This painting is a little bit of St Ives social history. The subject is 3 Seine boats from the now long gone Seine fishing fleet in St Ives harbour. Edmund Fuller arrived in St Ives in the 1890s and like Borlase Smart and John Anthony Park followed in the footsteps of Julius Olsson who had established the first 'school' of painting in St Ives, a contemporary of the Newlyn School, but an exponent of impressionism rather than the social realism of the Newlyn artists.
Collection of Mr Magdi Obeid (a significant collector of Victorian and in particular Cornish artists).

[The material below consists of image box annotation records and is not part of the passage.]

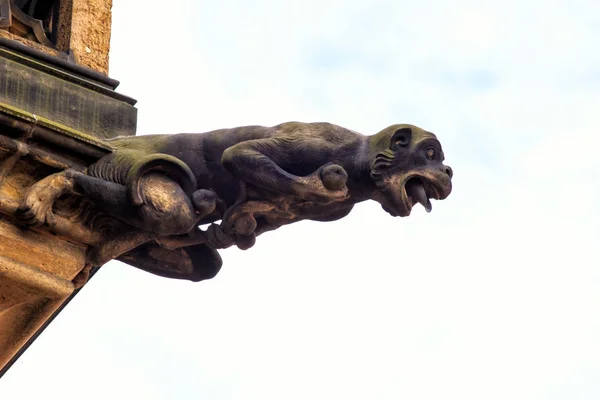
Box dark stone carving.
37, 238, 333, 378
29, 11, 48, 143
16, 122, 452, 284
0, 0, 59, 47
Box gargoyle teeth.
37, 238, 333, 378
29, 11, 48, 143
405, 178, 431, 212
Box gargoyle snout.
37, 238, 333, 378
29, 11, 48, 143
442, 165, 454, 179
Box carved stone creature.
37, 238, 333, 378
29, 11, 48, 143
18, 122, 452, 281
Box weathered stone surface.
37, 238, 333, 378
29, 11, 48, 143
57, 0, 112, 74
0, 104, 116, 375
0, 47, 137, 138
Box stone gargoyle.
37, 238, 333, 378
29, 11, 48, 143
18, 122, 452, 281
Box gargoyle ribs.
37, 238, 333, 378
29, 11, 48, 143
18, 122, 452, 281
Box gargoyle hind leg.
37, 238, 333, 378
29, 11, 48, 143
221, 138, 348, 203
18, 170, 217, 236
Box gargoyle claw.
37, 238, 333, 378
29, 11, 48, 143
16, 173, 74, 226
206, 224, 235, 249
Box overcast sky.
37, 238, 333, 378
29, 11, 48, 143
0, 0, 600, 400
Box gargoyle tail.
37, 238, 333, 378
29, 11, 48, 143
126, 153, 196, 206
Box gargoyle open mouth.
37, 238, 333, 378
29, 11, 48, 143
404, 176, 439, 212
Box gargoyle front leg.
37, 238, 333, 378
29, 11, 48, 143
17, 170, 75, 226
221, 138, 348, 203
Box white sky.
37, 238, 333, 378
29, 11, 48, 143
0, 0, 600, 400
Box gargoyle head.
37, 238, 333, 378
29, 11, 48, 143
369, 125, 452, 217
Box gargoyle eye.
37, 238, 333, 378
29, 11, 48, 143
425, 147, 435, 160
392, 128, 412, 147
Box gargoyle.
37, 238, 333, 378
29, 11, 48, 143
18, 122, 452, 281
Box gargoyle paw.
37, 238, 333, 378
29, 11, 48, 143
300, 164, 348, 203
16, 174, 72, 226
206, 224, 235, 249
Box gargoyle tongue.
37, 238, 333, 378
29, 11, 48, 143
406, 178, 431, 212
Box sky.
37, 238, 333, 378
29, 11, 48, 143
0, 0, 600, 400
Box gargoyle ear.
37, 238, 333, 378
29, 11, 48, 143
392, 128, 412, 150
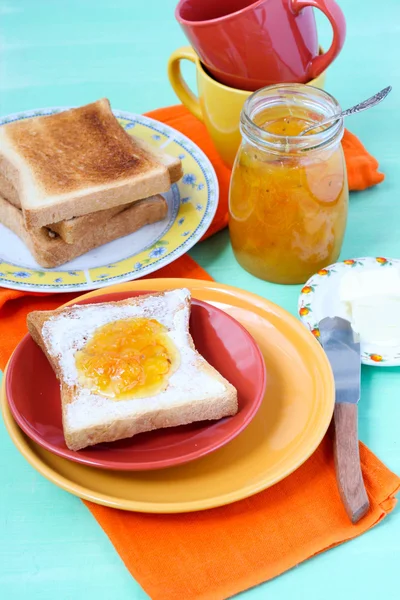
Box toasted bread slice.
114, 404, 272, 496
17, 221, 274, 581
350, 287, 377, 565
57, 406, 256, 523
0, 99, 171, 227
27, 289, 238, 450
0, 195, 168, 268
0, 148, 183, 244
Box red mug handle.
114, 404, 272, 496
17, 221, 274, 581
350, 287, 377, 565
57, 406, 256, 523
292, 0, 346, 79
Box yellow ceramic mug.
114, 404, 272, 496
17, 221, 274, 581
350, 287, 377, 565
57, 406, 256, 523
168, 46, 325, 167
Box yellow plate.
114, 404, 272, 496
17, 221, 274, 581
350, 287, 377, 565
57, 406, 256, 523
2, 279, 334, 513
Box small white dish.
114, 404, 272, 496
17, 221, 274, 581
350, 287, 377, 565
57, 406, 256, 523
298, 256, 400, 367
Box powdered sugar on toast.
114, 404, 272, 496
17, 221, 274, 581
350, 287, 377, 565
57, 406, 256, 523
42, 289, 225, 429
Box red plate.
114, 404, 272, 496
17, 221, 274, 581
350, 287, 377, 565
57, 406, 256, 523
6, 292, 266, 471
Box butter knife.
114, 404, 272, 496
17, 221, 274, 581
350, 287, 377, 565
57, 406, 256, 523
319, 317, 369, 523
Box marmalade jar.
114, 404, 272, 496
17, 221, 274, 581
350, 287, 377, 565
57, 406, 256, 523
229, 84, 349, 284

Purchased Woolley & Wallis 26/08/2020 lot 197
In Edmund Fuller's painting we see 3 seine fishing boats tied up along side Smeaton's Pier in St Ives, offloading their catch of pilchards. The long Seine boats would go out in groups of 3, with up to 17 crew aboard each, so that the boats could form an enclosing triangle between which the seine net was 'shot'. Seine fishing in St Ives was on an industrial scale in the 19th century with more pilchards caught by the St Ives fleet than the rest of Cornwall's fishing boats combined. Across the 19th century billions of pilchards were caught, salted in barrels and shipped to markets in Italy, Spain and even as far afield as New York.
The largest recorded catch in a single day in St Ives was in 1847, when a staggering 57,000,000 pilchards were landed. Fuller had arrived and settled in St Ives in the 1890s, in time to see this remarkable fishing industry just prior to its decline in the early 20th century.